Credit is due to the Carney government for the most comprehensive plan in modern times to increase Canadian food production, reduce Canada’s reliance on imported food by growing more food at home, and to create a lower-cost food distribution system for independent grocers.
The government’s $3-billion-plus National Food Security Strategy, budgeted over 10 years, does not promise to lower food prices, however.
Achieving substantial reductions in prices for food, whose high cost might be the biggest source of Canadians’ discontent, forcing approximately 2.8 million people to use a food bank at least once a month, would require drastic steps the government is not prepared to take.
More on that later.
First, a look at some overdue changes the strategy does make.
It invests $1 billion to create and expand food terminals and hubs. These are wholesale marketplaces like the Ontario Food Terminal that enable independent grocers to bypass the distributors owned by the large retailers and purchase fresh food at lower prices.
That could eventually trim prices at corner stores.
The strategy makes another $1 billion available to enable small and medium-sized food processors to expand their businesses and boost domestic food processing. That would enable Canada to cut back on costly imported food.
And the strategy invests $750 million to expand year-round Canadian fruit and vegetable production with new greenhouses, vertical farms and other enclosed growing spaces.
“Too many Canadians still rely on imported food at higher prices,” Prime Minister Mark Carney said in unveiling the strategy on June 11.
The strategy aims to build a Canadian “food system that is more resilient, more competitive, and more our own,” Carney said.
Those measures hold long-term promise of greater food sovereignty and affordability.
But Ottawa has not embraced the admittedly wrenching reforms by which food affordability could be more quickly achieved.
It has not adopted price controls, for which there is a precedent in the wage and price controls of the high-inflation era in the 1970s. Price controls needn’t be permanent. They can be in place only until increased local fruit and vegetable production lowers prices.
Meaningful reforms include using antitrust laws to break up the oligopoly of five giant grocery retailers that, by Ottawa’s calculation, together control about 75 per cent of the market. Genuine competition would lower prices.
Serious reforms include scrapping a Canadian supply management system in agriculture that inflates prices of dairy, eggs and poultry.
That system has long been recognized as harmful to consumers. It is also a political “third rail” that threatens the viability of any government intent on dismantling it. Which isn’t reason to avoid at least discussing reforms to a system many farmers find cumbersome or worse.

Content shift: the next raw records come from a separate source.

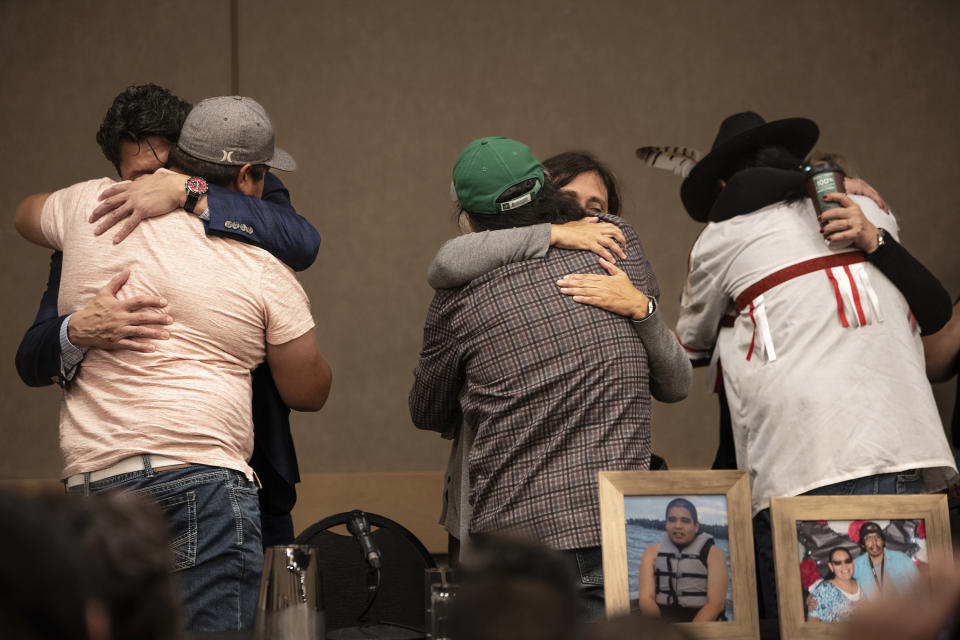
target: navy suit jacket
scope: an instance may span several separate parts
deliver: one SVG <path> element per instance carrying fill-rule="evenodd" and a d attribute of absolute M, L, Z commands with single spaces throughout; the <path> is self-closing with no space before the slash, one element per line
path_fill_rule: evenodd
<path fill-rule="evenodd" d="M 297 214 L 290 193 L 272 173 L 266 175 L 262 198 L 211 185 L 207 205 L 209 235 L 259 246 L 297 271 L 309 267 L 317 257 L 320 234 Z M 62 266 L 63 254 L 54 252 L 40 309 L 17 349 L 17 373 L 31 387 L 64 383 L 60 376 L 60 326 L 66 316 L 57 315 Z M 297 501 L 294 485 L 300 481 L 290 435 L 290 409 L 283 403 L 266 362 L 254 369 L 252 384 L 254 444 L 250 466 L 262 485 L 264 545 L 289 543 L 293 540 L 290 511 Z"/>

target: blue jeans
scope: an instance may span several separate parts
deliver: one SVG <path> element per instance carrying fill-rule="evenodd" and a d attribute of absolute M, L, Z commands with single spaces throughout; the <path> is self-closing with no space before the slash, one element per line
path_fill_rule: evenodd
<path fill-rule="evenodd" d="M 807 491 L 805 496 L 866 496 L 926 493 L 923 475 L 917 469 L 880 473 L 844 480 Z M 757 598 L 761 618 L 777 617 L 777 582 L 773 571 L 773 533 L 770 509 L 753 517 L 753 545 L 757 560 Z"/>
<path fill-rule="evenodd" d="M 580 618 L 602 620 L 607 615 L 603 598 L 603 554 L 600 547 L 569 549 L 563 552 L 576 563 L 579 577 Z"/>
<path fill-rule="evenodd" d="M 240 472 L 191 465 L 124 473 L 69 492 L 132 491 L 163 509 L 190 631 L 253 628 L 263 548 L 256 485 Z"/>

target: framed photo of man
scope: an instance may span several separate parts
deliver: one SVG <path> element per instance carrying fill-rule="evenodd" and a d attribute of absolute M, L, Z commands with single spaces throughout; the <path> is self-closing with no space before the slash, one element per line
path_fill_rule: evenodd
<path fill-rule="evenodd" d="M 601 471 L 607 616 L 659 616 L 696 638 L 759 638 L 744 471 Z"/>
<path fill-rule="evenodd" d="M 781 637 L 835 637 L 882 594 L 952 562 L 946 495 L 772 498 Z"/>

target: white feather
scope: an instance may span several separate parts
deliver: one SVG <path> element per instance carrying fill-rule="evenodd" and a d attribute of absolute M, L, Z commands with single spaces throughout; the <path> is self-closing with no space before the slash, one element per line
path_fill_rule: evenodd
<path fill-rule="evenodd" d="M 700 162 L 700 152 L 689 147 L 640 147 L 637 157 L 656 169 L 667 169 L 687 177 L 690 169 Z"/>

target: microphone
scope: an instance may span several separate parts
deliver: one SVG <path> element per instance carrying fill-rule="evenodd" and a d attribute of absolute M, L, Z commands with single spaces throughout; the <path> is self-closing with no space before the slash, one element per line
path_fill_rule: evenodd
<path fill-rule="evenodd" d="M 370 522 L 367 520 L 367 514 L 363 511 L 351 511 L 350 518 L 347 520 L 347 531 L 360 543 L 360 550 L 367 564 L 374 569 L 379 569 L 380 550 L 370 539 Z"/>

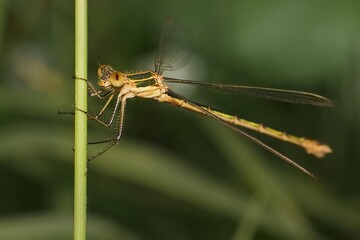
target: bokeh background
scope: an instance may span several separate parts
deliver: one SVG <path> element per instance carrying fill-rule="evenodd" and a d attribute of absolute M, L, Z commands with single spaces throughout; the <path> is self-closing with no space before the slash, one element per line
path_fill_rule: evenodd
<path fill-rule="evenodd" d="M 0 5 L 0 239 L 71 239 L 74 119 L 57 111 L 74 103 L 74 3 Z M 190 33 L 192 58 L 165 74 L 311 91 L 336 106 L 174 86 L 197 102 L 330 144 L 333 153 L 318 160 L 254 134 L 315 181 L 212 119 L 130 100 L 121 144 L 89 165 L 88 239 L 359 239 L 359 10 L 355 0 L 90 1 L 94 83 L 98 62 L 152 68 L 172 16 Z M 89 122 L 89 139 L 109 134 Z"/>

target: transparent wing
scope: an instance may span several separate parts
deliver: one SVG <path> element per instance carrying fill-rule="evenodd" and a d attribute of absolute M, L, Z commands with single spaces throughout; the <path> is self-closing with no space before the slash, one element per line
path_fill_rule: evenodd
<path fill-rule="evenodd" d="M 191 58 L 191 41 L 188 30 L 176 19 L 164 22 L 155 58 L 155 71 L 174 71 L 183 67 Z"/>
<path fill-rule="evenodd" d="M 308 104 L 308 105 L 321 106 L 321 107 L 332 107 L 334 105 L 333 101 L 331 101 L 330 99 L 309 92 L 275 89 L 275 88 L 239 86 L 239 85 L 219 84 L 219 83 L 206 83 L 206 82 L 182 80 L 182 79 L 175 79 L 168 77 L 164 77 L 164 81 L 169 83 L 181 83 L 181 84 L 189 84 L 189 85 L 205 87 L 205 88 L 218 89 L 231 93 L 260 97 L 260 98 L 271 99 L 281 102 Z"/>

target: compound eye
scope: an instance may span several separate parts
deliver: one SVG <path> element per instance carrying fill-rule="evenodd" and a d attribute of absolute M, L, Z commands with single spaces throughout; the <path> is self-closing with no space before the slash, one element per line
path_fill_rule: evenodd
<path fill-rule="evenodd" d="M 100 65 L 98 68 L 98 78 L 100 80 L 107 80 L 114 72 L 113 68 L 109 65 Z"/>
<path fill-rule="evenodd" d="M 101 76 L 103 75 L 103 68 L 102 66 L 98 67 L 98 77 L 101 78 Z"/>
<path fill-rule="evenodd" d="M 124 74 L 121 72 L 113 72 L 110 76 L 110 83 L 113 87 L 121 87 L 124 85 Z"/>

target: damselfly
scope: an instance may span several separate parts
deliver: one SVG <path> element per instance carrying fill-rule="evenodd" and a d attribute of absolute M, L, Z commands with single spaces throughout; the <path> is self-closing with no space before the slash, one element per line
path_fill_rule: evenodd
<path fill-rule="evenodd" d="M 171 105 L 185 108 L 190 111 L 216 119 L 220 123 L 232 128 L 236 132 L 240 133 L 241 135 L 247 137 L 251 141 L 275 154 L 282 160 L 300 169 L 304 173 L 314 177 L 314 175 L 310 173 L 307 169 L 294 162 L 290 158 L 286 157 L 285 155 L 281 154 L 280 152 L 276 151 L 272 147 L 266 145 L 259 139 L 245 132 L 244 130 L 240 129 L 239 127 L 251 129 L 265 135 L 277 138 L 279 140 L 293 143 L 304 148 L 308 154 L 312 154 L 318 158 L 322 158 L 326 154 L 331 153 L 331 148 L 328 145 L 315 140 L 287 134 L 285 132 L 263 126 L 262 124 L 250 122 L 235 115 L 229 115 L 218 110 L 214 110 L 208 106 L 197 104 L 172 91 L 167 85 L 167 83 L 178 83 L 206 88 L 215 88 L 248 96 L 255 96 L 290 103 L 309 104 L 322 107 L 332 106 L 333 102 L 323 96 L 308 92 L 263 87 L 228 85 L 219 83 L 205 83 L 199 81 L 165 77 L 164 75 L 162 75 L 165 70 L 177 69 L 178 67 L 184 65 L 184 63 L 186 62 L 186 60 L 184 60 L 185 58 L 183 57 L 181 61 L 177 62 L 177 64 L 172 64 L 170 61 L 174 58 L 167 57 L 168 55 L 166 51 L 168 51 L 167 48 L 168 46 L 170 46 L 169 44 L 167 44 L 167 41 L 169 41 L 168 32 L 171 32 L 171 29 L 169 29 L 170 27 L 171 24 L 170 26 L 169 24 L 166 24 L 163 29 L 163 33 L 160 39 L 158 55 L 155 59 L 155 71 L 148 70 L 126 73 L 117 71 L 109 65 L 99 65 L 98 85 L 100 86 L 100 89 L 97 90 L 91 82 L 87 81 L 90 96 L 106 100 L 104 105 L 96 115 L 91 115 L 87 113 L 88 117 L 96 120 L 97 122 L 105 125 L 106 127 L 111 127 L 114 123 L 115 116 L 119 114 L 117 135 L 113 139 L 90 143 L 110 143 L 103 151 L 99 152 L 91 159 L 98 157 L 99 155 L 103 154 L 105 151 L 119 143 L 124 126 L 126 101 L 130 98 L 141 97 L 152 98 L 159 102 L 169 103 Z M 109 121 L 105 122 L 100 117 L 103 115 L 108 106 L 110 106 L 110 103 L 112 101 L 115 102 L 115 107 L 112 109 L 112 114 Z"/>

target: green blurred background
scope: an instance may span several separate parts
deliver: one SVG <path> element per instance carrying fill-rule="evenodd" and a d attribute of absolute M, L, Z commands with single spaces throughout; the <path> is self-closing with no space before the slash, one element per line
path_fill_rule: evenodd
<path fill-rule="evenodd" d="M 0 239 L 71 239 L 74 123 L 57 111 L 74 103 L 74 3 L 0 5 Z M 214 120 L 128 101 L 121 144 L 89 166 L 88 239 L 359 239 L 359 10 L 355 0 L 90 1 L 93 82 L 97 61 L 152 68 L 162 22 L 172 16 L 191 33 L 193 57 L 166 75 L 311 91 L 336 106 L 174 87 L 330 144 L 333 154 L 318 160 L 254 134 L 315 181 Z M 112 133 L 89 123 L 90 139 Z"/>

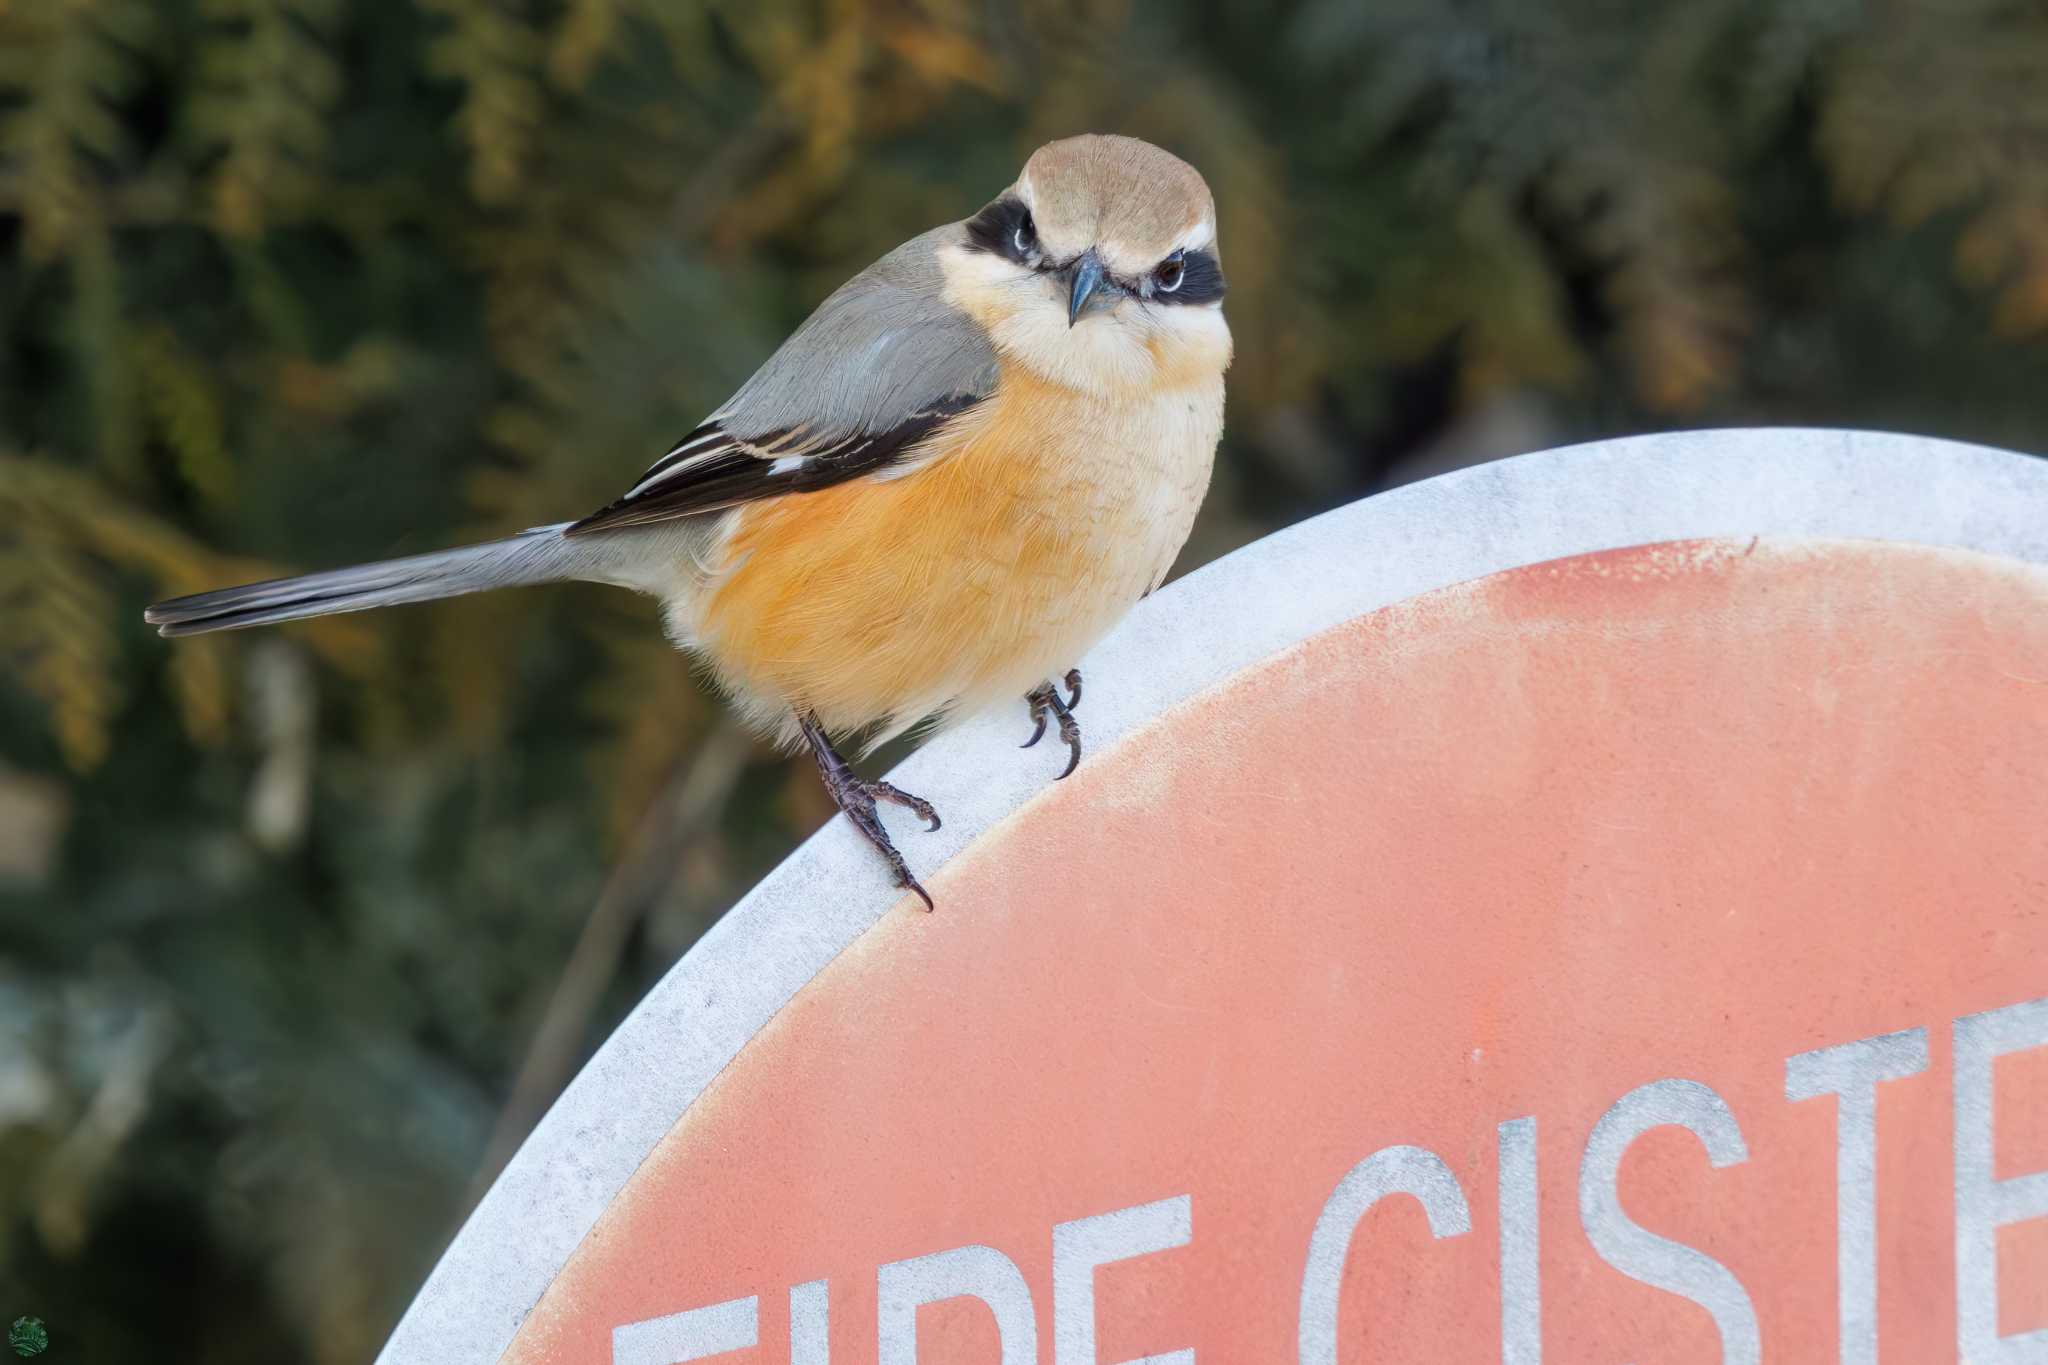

The strategy pledges to crack down on “surveillance pricing.”
But it is silent on the property controls that the large supermarket chains use to limit competition.
Supermarkets can negotiate terms with landlords to restrict who else can open a business on the same property, and what they can sell.
Depending on the lease arrangement, a supermarket can demand, for instance, that other merchants in the same mall or strip plaza be forbidden from marking down national brands like Coca-Cola and Pampers as “loss leaders” to draw customers into their stores.
A prohibition of surveillance pricing is welcome. It would put a stop to retailers using consumers’ personal data to set prices.
But the nearly 35 per cent increase in Canadian food inflation since 2019 was underway long before the advent of surveillance pricing.
By contrast, manipulation of food prices by property controls has been a silent enemy of consumers for years.
Manitoba is the one jurisdiction that has taken steps to end that anti-consumer practice. Loblaw, for one, has said it will end the practice if the other grocers do.
And the strategy’s $12.9-million increase in the budget of the Competition Bureau and the Competition Tribunal is a welcome initiative to better enable those watchdogs to identify and put an end to anti-competitive food industry conduct.
But that is the same Competition Tribunal that has blithely overseen the plethora of grocery mergers and acquisitions by which the industry has consolidated into a handful of players. They control not only most grocery retailing in Canada but some of the biggest food distributors supplying thousands of independent merchants.
A truly “strategic” approach to food affordability would see the Canadian food industry rebuilt to serve consumers, who will not gain significant price relief from this initiative.